For the next 3 months there were more threats to leave; berating me; mocking me for accusing her of wrongdoing suggestions of separation, etc…

I finally bluffed her and told her that I had a forensic specialist check out her phone, I asked her, “Is there anything else I should know?” She admitted to kissing him the night they met, inappropriate texting, sending him inappropriate semi nude photos, and telling him she would find a way to be with him while I watched our children. She still cannot explain the missing 3 hours and will not admit she spent them with him. 

I started to ask her questions again, I explained if she lied about anything again, I would be done. The 1st night was hard. The next day she was in an auto accident. 3 buldging discs and 1 herniated disk. I stopped questioning her. She started seeing a DC (Chiropractor) on the advice of a friend. I found out the DC was a swinger and had invited her over one night when she was out with the girls. I asked her if she was comfortable seeing him. She said no, and she was going to ask another Dr in the clinic to treat her. She didn’t. I became angry. Demanded her to stop. After 2 months of that, I asked her to stop seeing him or I would be done. I made her an appt with an orthopedic surgeon. She stopped seeing the DC.
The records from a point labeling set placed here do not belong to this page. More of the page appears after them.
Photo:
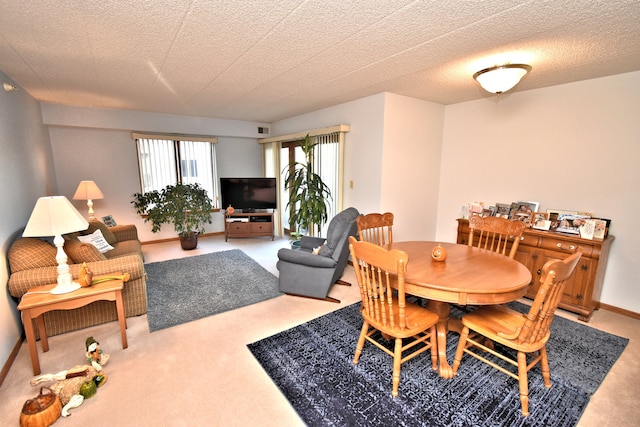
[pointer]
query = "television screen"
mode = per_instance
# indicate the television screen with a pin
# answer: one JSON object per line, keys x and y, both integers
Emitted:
{"x": 248, "y": 193}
When I asked her in counseling what it was she got from him she claimed, “He cared about me and asked me how my day was.” After months of talking (mostly me speaking to pure logic) she finally admitted that he did not really care and only pretended to, for the purpose of having sex with her at some point. I had asked for months that she write/text him a “no contact” letter. After refusing for 6 months, she finally sent it. In the letter she spoke of her poor decisions, how much she hurt me and our family, how she loved me and how she would spend the rest of her life trying to regain her integrity and make it up to me and our children.
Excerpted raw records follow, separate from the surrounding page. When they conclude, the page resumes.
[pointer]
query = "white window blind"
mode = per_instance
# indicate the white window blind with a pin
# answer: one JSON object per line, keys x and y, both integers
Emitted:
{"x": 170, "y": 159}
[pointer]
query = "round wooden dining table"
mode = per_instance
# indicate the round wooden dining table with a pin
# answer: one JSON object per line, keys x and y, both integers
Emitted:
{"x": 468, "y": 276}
She has not apologized to me. She claims she has. I suggested writing me a letter so as to not keep having this argument over whether or not she has apologized. She has not written me anything concerning her actions.

She claims this all happened because I neglected her emotionally and physically. She has also admitted it is she who cannot show emotion, talk about her feelings, and initiate sex or intimacy.
Recently she hugged me and said “I’m sorry, I was so selfish. I love you dearly and I will do anything to prove it.”
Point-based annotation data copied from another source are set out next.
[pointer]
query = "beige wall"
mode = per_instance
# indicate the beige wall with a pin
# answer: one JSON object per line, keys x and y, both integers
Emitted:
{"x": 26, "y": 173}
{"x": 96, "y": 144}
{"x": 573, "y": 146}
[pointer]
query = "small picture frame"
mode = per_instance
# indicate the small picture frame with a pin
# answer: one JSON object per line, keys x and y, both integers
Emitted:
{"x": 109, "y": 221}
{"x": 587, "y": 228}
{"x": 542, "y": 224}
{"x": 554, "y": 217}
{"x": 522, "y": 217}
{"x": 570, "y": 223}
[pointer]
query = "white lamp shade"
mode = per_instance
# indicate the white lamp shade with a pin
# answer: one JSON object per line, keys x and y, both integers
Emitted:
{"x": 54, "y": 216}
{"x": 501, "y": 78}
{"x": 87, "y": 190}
I have become much more dominant in our relationship. She has admitted she is a natural submissive and is a masochist. She admits she was out of control and needs me to “keep her in line.” She has also told me she has a childhood filled with physical and sexual abuse starting from a very early age. 

I will say NOW she does whatever-and I mean WHATEVER-I want her to do…except admit the physical part of her affair. She rarely acts out now. Before she was out of control-raging, combative, pessimistic, etc. She still seems to always assume the worst. Ex: I say “thank you” and she hears “f**k you.” When I get her to calm down she acts as if nothing happened. I have asked her to keep a journal. She says she does not have time.

Our couple’s therapist (3rd one) tells me I am doing a good job in not pressuring her to talk about this. I told him I think my wife has a personality disorder. He said “that is accusatory and isn’t a very productive statement.” It has been a year. I grow more angry and weary daily. I want her to be tested and diagnosed if she has BPD or some other disorder in order for her peace of mind and for me to find out how to deal with her. If she is simply a horrible person then I want to make arrangements to leave her.


----------



## Ronin (Mar 18, 2011)

Shes the only woman in the world for you. Please do whatever it takes to keep her. The rest of the men on earth dont need or want her on the market. Thank you for your sacrifice

That entire post combined with the title can be translated as follows: 

Rattlesnake, Copperhead, or Bushmaster?

I was bitten by a snake I kept as a pet over a year ago. I continued to nurture and feed it, but It continued to bite me and I never figured out why. It never attacks others, only me, the one person who would put up with it and continue to feed it and care for it. Im going to keep this snake in my life, because although its overwhelmingly likely that it will kill me, there is that .000000000000000000000000% chance it may end up turning docile and being nice to me in the future.

Ronin


----------



## Tourchwood (Feb 1, 2011)

I agree with Ronin


----------



## 2xloser (May 8, 2011)

You may have started acting the dominant, but who is really the masochist here?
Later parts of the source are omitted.